Avcı bizi bütün bunlara inandırabilir.
Ama Ergenekon'un düzmece olduğuna inandıramaz.
Koca bir bavul dolusu orijinal belgeyle ispatlanmış bir Balyoz Davası'nın, dava safahati boyunca bütün belgeleriyle ve ayrıntılarıyla ortaya dökülmüş bir Hrant Dink Davası'nın, siyasi tarihimizin en büyük provokasyonlarından biri olan Danıştay Davası'nın, düzinelerce savcının yıllarca üzerinde çalışıp çuvallar dolusu belge inceleyerek hazırladıkları Ergenekon İddianameleri'nin, hepimizin birlikte dinlediği dehşet verici telefon kayıtlarının, tutulan günlüklerin, kaleme alınan andıçların bilirkişi raporlarıyla teyit edilen ıslak imzaların "cemaatin tezgâhı" olduğu gibi absürt bir iddiaya kimseyi inandıramaz.
Ergenekon denen olay, birkaç emniyetçinin düzenleyeceği birkaç sahte belgeyle ne doğrulanabilecek ne de çürütülebilecek kadar büyük ve kapsamlı bir fenomendir. Öyle ki, Ergenekon'a tezgâh demek, Türkiye siyasi tarihinin uzunca bir bölümüne "tezgâh" demekle aynı şeydir. Kimler tarafından, hangi saiklerle ortaya dökülmüş olursa olsun; bu ortaya dökülüş sırasında ne gibi usulsüzlükler yapılmış olursa olsun, sonuçta varlığı inkâr edilemez bir biçimde karşımızda duran bir suç örgütü var. Bu örgüt bir kez ortaya çıkmışsa, tekrar yeraltına inemez, yok olamaz, görünmez hale gelemez.
Dolayısıyla, Hanefi Avcı'nın bu kitabı Ergenekon Davası'nı zayıflatamaz.

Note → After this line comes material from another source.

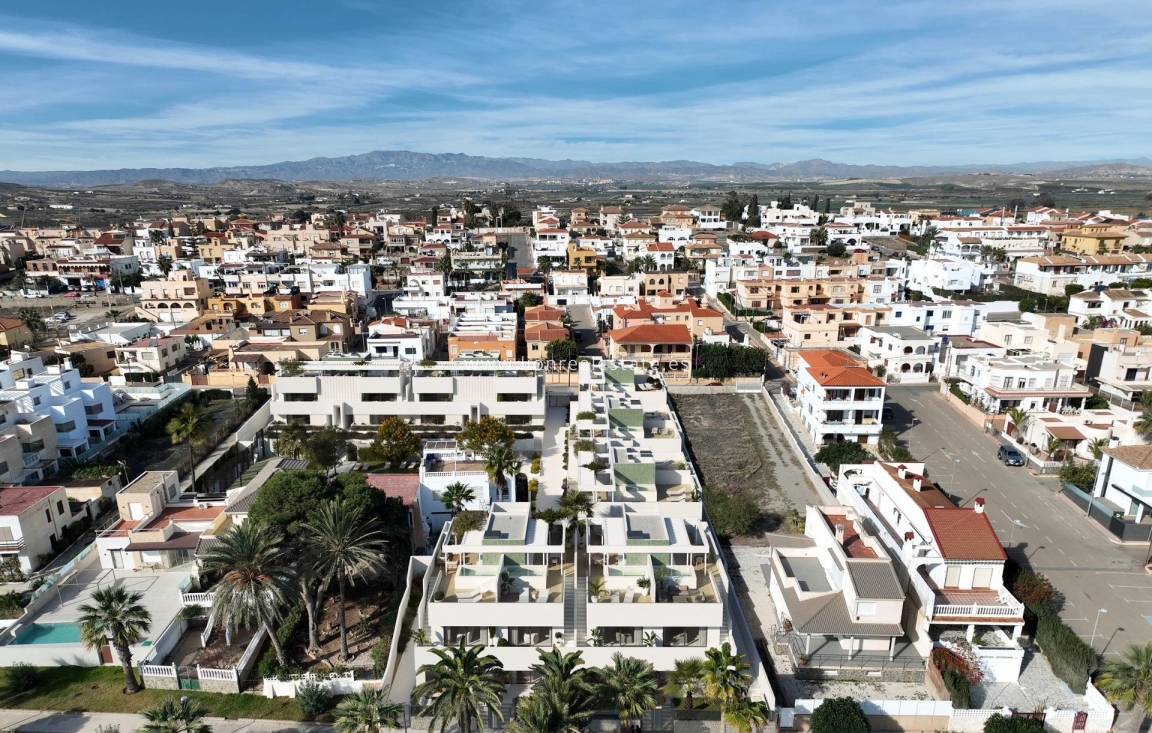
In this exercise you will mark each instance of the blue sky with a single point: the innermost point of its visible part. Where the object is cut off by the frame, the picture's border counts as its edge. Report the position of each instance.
(130, 83)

Peki ne olur? İki süreç birlikte işlemeye başlar. Türk Silahlı Kuvvetleri'nde yaşanmakta olan "glasnost" (aydınlanma) benzeri bir süreç Emniyet içinde de yaşanmaya başlar. Toplum sesini yükseltir, hükümet alarme olur, tıpkı ordu içindeki namuslu subaylar gibi namuslu emniyetçiler de bilgi-belge sızdırmaya başlar, Pandora'nın kutusu açılır, kirli çamaşırlar ortalığa saçılır, temizlik başlar. Ve çok da hayırlı olur.
Kimileri hâlâ, bir kötülükle (ordunun başını çektiği baskıcı rejimle) mücadele edilirken, onun yerini almaya aday bir başka kötülüğün (iktidarın başını çektiği baskıcı rejimin) büyüdüğünü ve asıl tehdit haline aldığını iddia etse de, aslında tam tersi oluyor. Askeri vesayete karşı kazanılan demokrasi mücadelesi, bütün diğer alanlarda da şeffaflık ve demokrasi talebini -ve imkânını- yükseltiyor.
Kapalı toplum açık topluma doğru evrildikçe, gözler sıradaki kapalı yapılara çevriliyor.